Mi paso por la Facultad de Ciencias Exactas fue breve. El primer mes dejé caer una gota de bromo de una probeta sobre el dorso de la mano derecha que me dejó una cicatriz que aun tengo. En el tercer mes, dos días después de un parcial, me llamó el jefe de trabajos prácticos a su oficina: “Se sacó la mejor nota, Molloy, pero usted no está contenta aquí, me dijo”. “Además la veo siempre con un libro a cuestas, ¿qué está leyendo ahora?” “El rojo y el negro”, aventuré turbada. “A mí me gusta más La cartuja de Parma”, me contestó. Y luego: “¿Por qué no se va, Molloy?” Pensé: me está dando permiso para irme. Pensé: a este hombre le pasó algo parecido pero no le dieron permiso. Pensé: quiero explicarle por qué me gusta más El rojo y el negro. Pero solo atiné a darle las gracias y a salir del despacho.

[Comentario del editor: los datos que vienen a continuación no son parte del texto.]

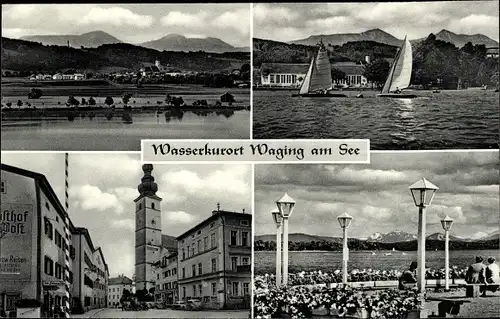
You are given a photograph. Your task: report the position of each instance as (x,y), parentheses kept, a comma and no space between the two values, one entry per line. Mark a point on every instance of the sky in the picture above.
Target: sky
(133,23)
(294,21)
(377,195)
(103,188)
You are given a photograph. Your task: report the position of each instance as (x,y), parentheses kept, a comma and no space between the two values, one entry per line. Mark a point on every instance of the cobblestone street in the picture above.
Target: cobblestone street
(162,313)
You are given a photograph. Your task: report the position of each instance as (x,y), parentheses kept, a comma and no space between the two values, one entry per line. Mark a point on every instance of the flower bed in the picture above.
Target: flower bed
(318,277)
(303,302)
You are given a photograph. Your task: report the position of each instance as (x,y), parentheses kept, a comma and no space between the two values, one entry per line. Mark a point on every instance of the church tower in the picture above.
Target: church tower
(147,230)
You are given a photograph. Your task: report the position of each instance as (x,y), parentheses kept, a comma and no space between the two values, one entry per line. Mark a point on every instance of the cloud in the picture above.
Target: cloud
(238,20)
(92,198)
(127,224)
(188,20)
(116,16)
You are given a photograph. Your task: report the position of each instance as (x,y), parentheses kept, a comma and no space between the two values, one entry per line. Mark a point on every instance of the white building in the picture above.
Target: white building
(116,286)
(283,74)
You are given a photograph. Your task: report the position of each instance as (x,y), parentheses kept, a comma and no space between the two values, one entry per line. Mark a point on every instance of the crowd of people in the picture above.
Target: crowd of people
(355,275)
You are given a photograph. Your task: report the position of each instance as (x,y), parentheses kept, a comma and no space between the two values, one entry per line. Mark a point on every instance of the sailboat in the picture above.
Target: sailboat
(400,74)
(318,80)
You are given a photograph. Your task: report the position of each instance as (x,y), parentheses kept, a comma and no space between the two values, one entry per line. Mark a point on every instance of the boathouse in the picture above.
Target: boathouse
(283,74)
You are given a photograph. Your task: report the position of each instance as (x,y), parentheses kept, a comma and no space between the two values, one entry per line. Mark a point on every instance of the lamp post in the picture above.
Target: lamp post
(278,221)
(285,207)
(422,192)
(344,221)
(446,223)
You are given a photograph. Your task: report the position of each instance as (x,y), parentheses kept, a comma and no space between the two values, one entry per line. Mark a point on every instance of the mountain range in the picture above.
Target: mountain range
(170,42)
(378,35)
(391,237)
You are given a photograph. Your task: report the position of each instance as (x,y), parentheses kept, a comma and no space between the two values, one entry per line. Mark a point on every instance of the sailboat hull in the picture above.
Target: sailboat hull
(319,95)
(397,95)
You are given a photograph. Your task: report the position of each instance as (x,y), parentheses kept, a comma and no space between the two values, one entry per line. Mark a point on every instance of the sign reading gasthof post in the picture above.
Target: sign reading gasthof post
(16,241)
(257,151)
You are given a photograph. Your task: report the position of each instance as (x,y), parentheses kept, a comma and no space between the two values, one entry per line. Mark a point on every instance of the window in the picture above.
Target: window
(234,235)
(49,266)
(234,263)
(214,265)
(212,239)
(244,238)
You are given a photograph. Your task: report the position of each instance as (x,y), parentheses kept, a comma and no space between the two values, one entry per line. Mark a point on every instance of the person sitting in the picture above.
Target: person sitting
(409,276)
(475,272)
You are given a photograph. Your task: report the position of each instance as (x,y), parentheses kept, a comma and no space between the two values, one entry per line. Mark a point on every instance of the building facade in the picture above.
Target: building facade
(148,237)
(290,75)
(116,286)
(214,261)
(32,243)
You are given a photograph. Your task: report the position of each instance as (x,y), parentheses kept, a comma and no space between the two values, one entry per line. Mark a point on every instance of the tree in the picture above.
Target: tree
(377,71)
(109,101)
(34,94)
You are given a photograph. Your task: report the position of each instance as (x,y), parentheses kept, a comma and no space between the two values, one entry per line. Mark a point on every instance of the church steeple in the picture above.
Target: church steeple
(147,187)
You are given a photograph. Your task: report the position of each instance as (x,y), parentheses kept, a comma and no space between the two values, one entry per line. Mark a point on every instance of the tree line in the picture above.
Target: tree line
(357,244)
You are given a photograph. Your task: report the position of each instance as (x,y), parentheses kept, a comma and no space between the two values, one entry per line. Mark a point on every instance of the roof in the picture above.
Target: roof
(44,185)
(120,280)
(349,69)
(169,242)
(215,215)
(285,68)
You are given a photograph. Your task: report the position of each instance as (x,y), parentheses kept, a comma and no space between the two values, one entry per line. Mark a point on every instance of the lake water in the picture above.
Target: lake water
(265,261)
(99,134)
(466,119)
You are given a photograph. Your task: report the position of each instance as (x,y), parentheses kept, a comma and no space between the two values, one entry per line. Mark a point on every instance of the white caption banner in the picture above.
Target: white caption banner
(257,151)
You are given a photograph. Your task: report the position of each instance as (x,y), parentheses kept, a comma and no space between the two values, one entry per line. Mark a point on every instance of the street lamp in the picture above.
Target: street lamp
(278,221)
(285,207)
(344,221)
(422,192)
(446,223)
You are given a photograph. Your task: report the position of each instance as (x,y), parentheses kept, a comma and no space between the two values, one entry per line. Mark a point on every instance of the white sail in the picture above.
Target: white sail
(400,73)
(304,89)
(321,78)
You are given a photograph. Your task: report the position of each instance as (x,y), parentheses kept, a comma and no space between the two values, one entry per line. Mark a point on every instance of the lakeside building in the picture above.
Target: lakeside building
(116,286)
(283,74)
(33,245)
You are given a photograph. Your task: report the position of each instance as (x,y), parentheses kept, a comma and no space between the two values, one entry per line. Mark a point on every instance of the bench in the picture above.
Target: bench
(447,305)
(473,290)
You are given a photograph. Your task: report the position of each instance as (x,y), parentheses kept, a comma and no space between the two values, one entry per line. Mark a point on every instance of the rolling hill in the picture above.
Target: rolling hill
(88,40)
(177,42)
(377,35)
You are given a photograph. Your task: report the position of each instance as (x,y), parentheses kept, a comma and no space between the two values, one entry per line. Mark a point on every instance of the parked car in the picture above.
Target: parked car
(179,305)
(193,304)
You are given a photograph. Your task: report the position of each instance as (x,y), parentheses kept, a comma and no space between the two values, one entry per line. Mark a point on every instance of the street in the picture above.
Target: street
(163,313)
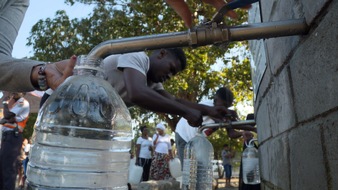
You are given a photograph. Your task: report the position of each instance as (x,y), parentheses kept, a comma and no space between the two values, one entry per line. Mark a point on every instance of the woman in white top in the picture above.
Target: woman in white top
(159,169)
(144,152)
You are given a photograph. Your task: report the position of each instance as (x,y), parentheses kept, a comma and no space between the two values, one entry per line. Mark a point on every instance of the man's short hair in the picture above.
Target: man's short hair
(179,53)
(225,94)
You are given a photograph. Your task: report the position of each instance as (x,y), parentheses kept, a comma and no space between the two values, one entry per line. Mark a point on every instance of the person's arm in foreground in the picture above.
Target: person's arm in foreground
(20,75)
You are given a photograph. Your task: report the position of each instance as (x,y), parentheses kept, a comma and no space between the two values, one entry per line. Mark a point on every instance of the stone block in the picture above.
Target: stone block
(280,104)
(314,69)
(263,122)
(274,162)
(306,157)
(312,8)
(276,10)
(330,132)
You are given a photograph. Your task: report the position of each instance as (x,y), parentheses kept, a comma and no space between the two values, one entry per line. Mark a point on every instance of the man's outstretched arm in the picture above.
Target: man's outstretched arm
(140,94)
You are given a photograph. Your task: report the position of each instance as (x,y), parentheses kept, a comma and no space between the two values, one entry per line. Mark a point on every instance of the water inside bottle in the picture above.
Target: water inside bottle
(82,138)
(197,166)
(251,171)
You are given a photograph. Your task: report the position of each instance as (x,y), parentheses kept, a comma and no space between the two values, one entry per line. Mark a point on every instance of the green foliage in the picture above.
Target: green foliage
(60,37)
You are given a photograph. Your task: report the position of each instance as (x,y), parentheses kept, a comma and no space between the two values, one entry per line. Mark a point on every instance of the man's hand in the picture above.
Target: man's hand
(194,118)
(56,73)
(219,113)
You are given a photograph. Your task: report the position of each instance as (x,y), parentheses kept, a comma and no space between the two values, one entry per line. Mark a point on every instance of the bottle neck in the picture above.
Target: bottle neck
(89,66)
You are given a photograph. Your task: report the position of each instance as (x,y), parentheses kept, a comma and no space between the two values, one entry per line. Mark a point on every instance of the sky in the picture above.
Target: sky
(42,9)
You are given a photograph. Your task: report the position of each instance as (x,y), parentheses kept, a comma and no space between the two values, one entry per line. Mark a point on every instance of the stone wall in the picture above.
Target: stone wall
(296,100)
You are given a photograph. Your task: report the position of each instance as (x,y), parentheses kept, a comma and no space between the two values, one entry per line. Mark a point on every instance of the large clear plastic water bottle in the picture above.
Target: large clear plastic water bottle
(250,161)
(197,164)
(82,135)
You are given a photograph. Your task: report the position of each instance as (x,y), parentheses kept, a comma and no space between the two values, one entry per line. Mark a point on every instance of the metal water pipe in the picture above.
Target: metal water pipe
(200,36)
(226,124)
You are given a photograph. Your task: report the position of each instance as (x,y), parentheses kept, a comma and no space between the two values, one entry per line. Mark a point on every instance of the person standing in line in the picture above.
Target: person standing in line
(184,132)
(227,155)
(144,152)
(16,112)
(159,169)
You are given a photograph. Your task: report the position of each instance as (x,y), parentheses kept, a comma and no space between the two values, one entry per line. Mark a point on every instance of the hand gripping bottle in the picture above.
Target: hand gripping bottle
(197,164)
(250,163)
(82,135)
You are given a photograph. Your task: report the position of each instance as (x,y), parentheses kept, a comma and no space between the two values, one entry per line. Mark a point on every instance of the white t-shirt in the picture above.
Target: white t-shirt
(114,64)
(186,131)
(144,147)
(163,144)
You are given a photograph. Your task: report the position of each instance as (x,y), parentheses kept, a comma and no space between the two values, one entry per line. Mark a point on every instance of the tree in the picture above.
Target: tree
(59,38)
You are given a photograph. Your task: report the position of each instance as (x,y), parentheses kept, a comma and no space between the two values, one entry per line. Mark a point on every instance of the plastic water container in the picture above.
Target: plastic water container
(197,164)
(175,168)
(250,161)
(135,174)
(82,135)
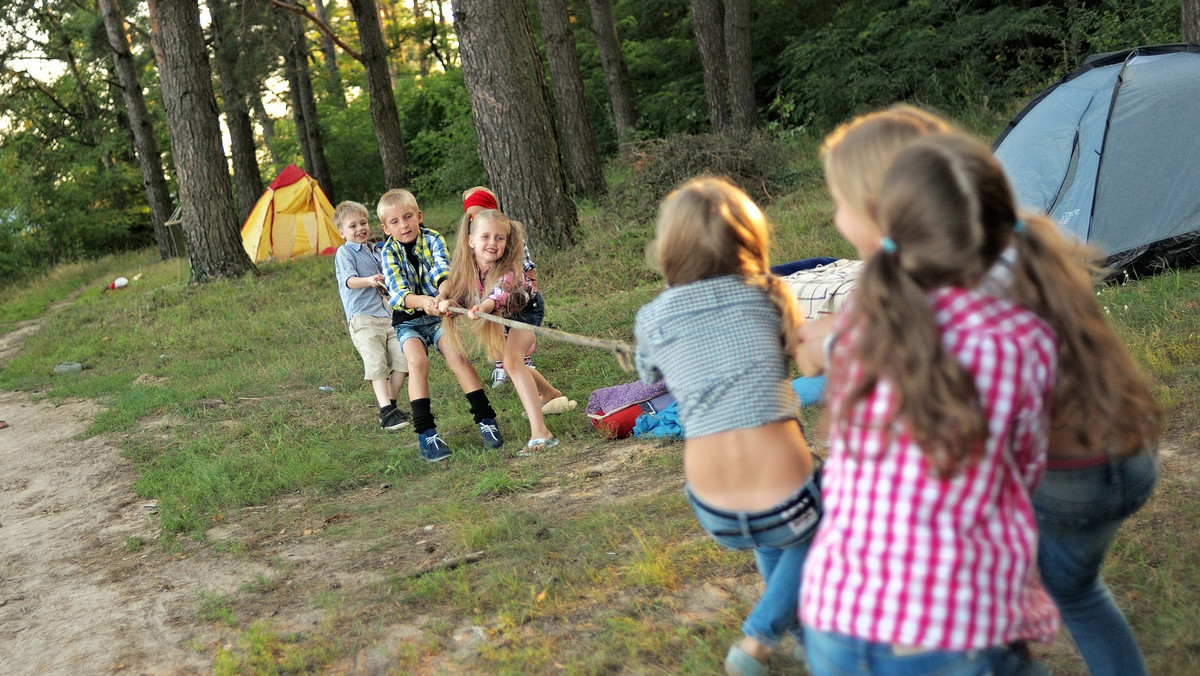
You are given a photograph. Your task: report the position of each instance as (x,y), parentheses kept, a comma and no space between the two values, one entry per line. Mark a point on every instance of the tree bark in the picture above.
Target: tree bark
(574,126)
(226,47)
(504,78)
(383,101)
(141,125)
(707,27)
(327,48)
(210,222)
(743,111)
(304,105)
(1191,10)
(616,75)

En el camino de vuelta a casa me invadió el miedo: qué iban a decir mis padres. Ante mi sorpresa no se inmutaron y aceptaron el consejo del jefe de trabajos prácticos a quien agradezco mentalmente hasta el día de hoy. Se llamaba Héctor Pozzi. A la semana quedó claro que estudiaría literatura. No miré nunca para atrás.
De vez en cuando miro la cicatriz que me dejó en la mano derecha la gota de bromo. Casi un trofeo de guerra.
Molloy, Sylvia. Citas de lectura. Buenos Aires: Ampersand, 2017, pp. 27 a 32.